Enviada em 18/11/2020

Com a constantes crises econômicas que as diferentes sociedades do séc. XXI vêm sofrendo, empregos informais vêm apresentando aumento de participação na economia global. No Brasil, em 2019, de acordo com o Instituto Brasileiro de Geografia e Estatística (IBGE), quase 42% da totalidade das atividades remuneradas se deram de maneira informal, revelando que o Brasil está incluso nessa realidade. Apesar de ser uma alternativa à instável conjuntura atual, a informalidade proporcionada pelas novas dinâmicas laborais, como o Uber, apresentam pontos negativos, a título de exemplo, a falta de direitos trabalhistas e a ausência de apoio ao trabalhador.
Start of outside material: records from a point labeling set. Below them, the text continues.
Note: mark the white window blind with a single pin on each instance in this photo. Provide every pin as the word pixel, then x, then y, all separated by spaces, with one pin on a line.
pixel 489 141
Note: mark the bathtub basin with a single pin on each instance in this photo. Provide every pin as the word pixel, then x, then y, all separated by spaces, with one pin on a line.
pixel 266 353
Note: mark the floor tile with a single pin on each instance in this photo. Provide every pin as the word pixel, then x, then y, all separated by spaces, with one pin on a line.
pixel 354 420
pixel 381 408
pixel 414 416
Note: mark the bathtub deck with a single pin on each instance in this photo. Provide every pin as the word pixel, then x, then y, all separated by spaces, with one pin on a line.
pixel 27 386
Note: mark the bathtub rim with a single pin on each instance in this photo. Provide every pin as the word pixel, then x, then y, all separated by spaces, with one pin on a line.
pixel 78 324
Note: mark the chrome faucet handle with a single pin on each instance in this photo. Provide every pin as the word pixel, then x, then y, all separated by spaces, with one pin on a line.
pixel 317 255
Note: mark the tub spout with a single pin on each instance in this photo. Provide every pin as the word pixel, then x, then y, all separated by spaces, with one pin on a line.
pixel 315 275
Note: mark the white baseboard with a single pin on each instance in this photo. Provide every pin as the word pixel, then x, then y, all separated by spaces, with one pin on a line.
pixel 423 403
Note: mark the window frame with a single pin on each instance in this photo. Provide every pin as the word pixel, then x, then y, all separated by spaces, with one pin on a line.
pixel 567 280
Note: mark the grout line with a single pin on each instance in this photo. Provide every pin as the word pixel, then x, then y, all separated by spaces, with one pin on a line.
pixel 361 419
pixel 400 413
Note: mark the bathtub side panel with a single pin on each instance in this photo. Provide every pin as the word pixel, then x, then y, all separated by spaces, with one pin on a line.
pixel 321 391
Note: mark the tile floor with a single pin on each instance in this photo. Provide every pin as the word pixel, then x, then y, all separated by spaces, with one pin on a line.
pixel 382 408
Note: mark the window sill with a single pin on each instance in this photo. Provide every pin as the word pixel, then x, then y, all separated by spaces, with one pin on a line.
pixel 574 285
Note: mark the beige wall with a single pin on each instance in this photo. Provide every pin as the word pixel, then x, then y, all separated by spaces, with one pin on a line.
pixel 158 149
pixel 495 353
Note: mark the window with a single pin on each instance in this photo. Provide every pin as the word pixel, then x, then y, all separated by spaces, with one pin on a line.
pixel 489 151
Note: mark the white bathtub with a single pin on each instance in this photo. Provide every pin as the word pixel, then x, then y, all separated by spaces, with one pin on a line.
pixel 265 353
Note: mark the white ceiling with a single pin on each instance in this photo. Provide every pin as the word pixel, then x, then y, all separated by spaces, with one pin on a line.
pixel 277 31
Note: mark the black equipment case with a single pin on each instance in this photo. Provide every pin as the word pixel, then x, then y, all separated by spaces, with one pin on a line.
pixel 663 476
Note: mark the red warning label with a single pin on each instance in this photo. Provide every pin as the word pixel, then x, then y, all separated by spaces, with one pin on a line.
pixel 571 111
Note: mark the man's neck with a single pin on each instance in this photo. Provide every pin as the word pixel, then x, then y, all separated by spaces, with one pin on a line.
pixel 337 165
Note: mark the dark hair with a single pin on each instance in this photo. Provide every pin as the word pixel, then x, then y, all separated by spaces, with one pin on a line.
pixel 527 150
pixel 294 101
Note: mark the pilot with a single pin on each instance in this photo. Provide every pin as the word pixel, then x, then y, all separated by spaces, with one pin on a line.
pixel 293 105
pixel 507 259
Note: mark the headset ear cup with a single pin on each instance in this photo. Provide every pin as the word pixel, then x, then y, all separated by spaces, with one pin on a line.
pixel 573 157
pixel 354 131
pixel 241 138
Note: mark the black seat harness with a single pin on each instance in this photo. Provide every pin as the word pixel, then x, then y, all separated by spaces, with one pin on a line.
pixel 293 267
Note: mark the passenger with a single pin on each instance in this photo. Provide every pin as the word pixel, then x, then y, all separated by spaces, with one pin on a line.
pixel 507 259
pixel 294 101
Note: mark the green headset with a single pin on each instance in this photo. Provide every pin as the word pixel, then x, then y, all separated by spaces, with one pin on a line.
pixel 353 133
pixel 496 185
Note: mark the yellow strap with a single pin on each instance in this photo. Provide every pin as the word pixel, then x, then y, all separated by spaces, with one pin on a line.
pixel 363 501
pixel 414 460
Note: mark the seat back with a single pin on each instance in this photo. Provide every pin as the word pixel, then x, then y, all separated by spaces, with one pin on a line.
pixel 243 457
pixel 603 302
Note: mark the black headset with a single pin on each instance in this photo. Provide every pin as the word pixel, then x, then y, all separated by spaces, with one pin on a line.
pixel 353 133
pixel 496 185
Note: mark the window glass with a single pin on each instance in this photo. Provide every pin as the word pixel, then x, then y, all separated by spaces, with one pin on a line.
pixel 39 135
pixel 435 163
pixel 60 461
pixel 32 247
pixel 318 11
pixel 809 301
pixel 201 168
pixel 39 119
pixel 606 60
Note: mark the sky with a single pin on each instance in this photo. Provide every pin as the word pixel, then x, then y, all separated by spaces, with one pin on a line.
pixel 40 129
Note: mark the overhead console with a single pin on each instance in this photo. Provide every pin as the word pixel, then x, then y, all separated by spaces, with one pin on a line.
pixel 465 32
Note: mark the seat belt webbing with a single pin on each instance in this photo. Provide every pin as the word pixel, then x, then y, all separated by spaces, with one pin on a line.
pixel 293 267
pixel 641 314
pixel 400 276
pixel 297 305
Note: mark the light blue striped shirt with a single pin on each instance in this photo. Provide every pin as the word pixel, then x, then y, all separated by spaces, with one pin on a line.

Em primeira análise, a Consolidação das Leis Trabalhistas (CLT) promulgada em 1934 por Getúlio Vargas, garantindo a saúde e a não exploração demasiada do trabalhador foi negligenciada no processo de “uberização” do trabalho. Justamente por proporcionar mais lucro aos empregadores, o precariado, termo cunhado para se referir ao trabalhador atuante no trabalho precarizado, se vê à mercê de férias remuneradas, jornada de trabalho compatível, afetando negativamente sua qualidade de vida.

Ademais, muitas das atuais funções informais que são desempenhadas não apresentam refúgio ao trabalhador. Como exemplo tem-se o trabalho como motorista da Uber que não oferece seguro, seja de vida ou veicular. Os trabalhadores se encontram alheios à proteção que, por lei, deveriam possuir, o que é um empecilho ao crescimento pessoal desse grupo social, já que sua educação financeira deve prevenir além dos habituais imprevistos, aqueles à que estão sujeitos graças aos direitos que não lhe são ofertados.

Conclusivamente, se mostra perfeitamente cabível de discernimento que o atual status quo da sociedade sofra uma manutenção. É mister que o Estado, representado pelo Ministério do Trabalho, resolva por modificar a atuação de empresas “uberizadas” no Brasil por meio da promulgação de leis que restrinjam o grau de informalidade das ocupações, através de, por exemplo, a exigência de oferta de seguro saúde aos empregados. Desta forma, a atual insegurança a que estão sujeitas as pessoas que informalmente vendem sua força de trabalho seria atenuada, aumentando a qualidade de suas vidas.